Korsanların gemilere nasıl el koyduğunu anlatan Başar, "Günümüzde artık modern korsanlık yapılıyor. Gemi seyir halindeyken korsanlar hızlı botlarla gemiye yaklaşıyor ve uyarı ateşi açılıyor. Daha sonra da gemiyle bağlantı kurularak durması sağlanıyor ve sonrasında da gemi ele geçiriliyor. Eğer gemi durmazsa bu defa de roketatar gibi ağır silahlarla gemiye ateş açılıyor. Bu durumda da personelin hayatı tehlikeye girebiliyor. Bu nedenle geminin savunma olarak çok fazla bir şey yapması mümkün değil. Bu sebeple korsanların gemiyi ele geçirdikten sonra kimsenin canına zarar gelmemesine dikkat etmek gerekiyor" dedi.
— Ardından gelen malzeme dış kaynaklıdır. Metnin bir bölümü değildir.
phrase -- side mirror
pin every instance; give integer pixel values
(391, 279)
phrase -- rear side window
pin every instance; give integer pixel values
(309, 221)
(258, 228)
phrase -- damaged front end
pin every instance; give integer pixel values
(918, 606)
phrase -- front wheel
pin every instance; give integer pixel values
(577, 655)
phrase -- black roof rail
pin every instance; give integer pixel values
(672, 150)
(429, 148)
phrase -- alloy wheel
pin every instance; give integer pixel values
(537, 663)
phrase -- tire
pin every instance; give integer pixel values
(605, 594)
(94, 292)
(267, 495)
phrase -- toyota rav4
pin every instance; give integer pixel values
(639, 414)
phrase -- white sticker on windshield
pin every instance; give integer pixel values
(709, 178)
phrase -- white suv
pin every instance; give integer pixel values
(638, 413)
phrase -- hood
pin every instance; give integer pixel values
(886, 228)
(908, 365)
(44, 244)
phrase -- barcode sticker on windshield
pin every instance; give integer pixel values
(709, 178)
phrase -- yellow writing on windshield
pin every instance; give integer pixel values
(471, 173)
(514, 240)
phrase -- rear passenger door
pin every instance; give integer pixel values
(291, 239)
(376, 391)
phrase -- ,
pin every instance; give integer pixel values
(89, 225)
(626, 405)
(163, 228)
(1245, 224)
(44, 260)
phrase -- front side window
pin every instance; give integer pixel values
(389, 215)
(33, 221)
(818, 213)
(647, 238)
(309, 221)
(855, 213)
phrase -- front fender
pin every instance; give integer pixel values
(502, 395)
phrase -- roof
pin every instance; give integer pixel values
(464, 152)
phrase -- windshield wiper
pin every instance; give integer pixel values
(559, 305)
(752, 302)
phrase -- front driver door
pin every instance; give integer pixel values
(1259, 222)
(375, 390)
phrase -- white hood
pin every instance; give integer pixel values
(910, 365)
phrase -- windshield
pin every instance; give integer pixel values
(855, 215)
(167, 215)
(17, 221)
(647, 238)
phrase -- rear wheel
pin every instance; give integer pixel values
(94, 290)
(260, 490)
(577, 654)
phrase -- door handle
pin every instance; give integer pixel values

"KORSANLIK FAALİYETLERİNİN YAPILDIĞI BÖLGE,
DENİZ TİCARETİ AÇISINDAN SON DERECE ÖNEMLİ
Korsanlık olaylarının yoğunluk kazandığı bölgenin deniz ticareti açısından son derece önemli bir rota olduğunu dile getiren Yrd. Doç. Dr. Başar, şunları kaydetti:
"Akdeniz ile Hint Okyanusu'nu Süveyş Kanalı vasıtasıyla birbirine bağlayan bu rotanın kesinlikle kullanılması lazım. Eğer bu rota kullanılmazsa gemiler Afrika'nın güneyini, Güney Afrika Cumhuriyeti'nin Ümit Burnu'nu dolaşması gerekiyor ki bu durum maliyeti çok artırır. Böyle bir durum denizcilik işletmesi açısından uygun değil. Bundan dolayı Aden Körfezi gemiler tarafından yoğun olarak kullanılıyor."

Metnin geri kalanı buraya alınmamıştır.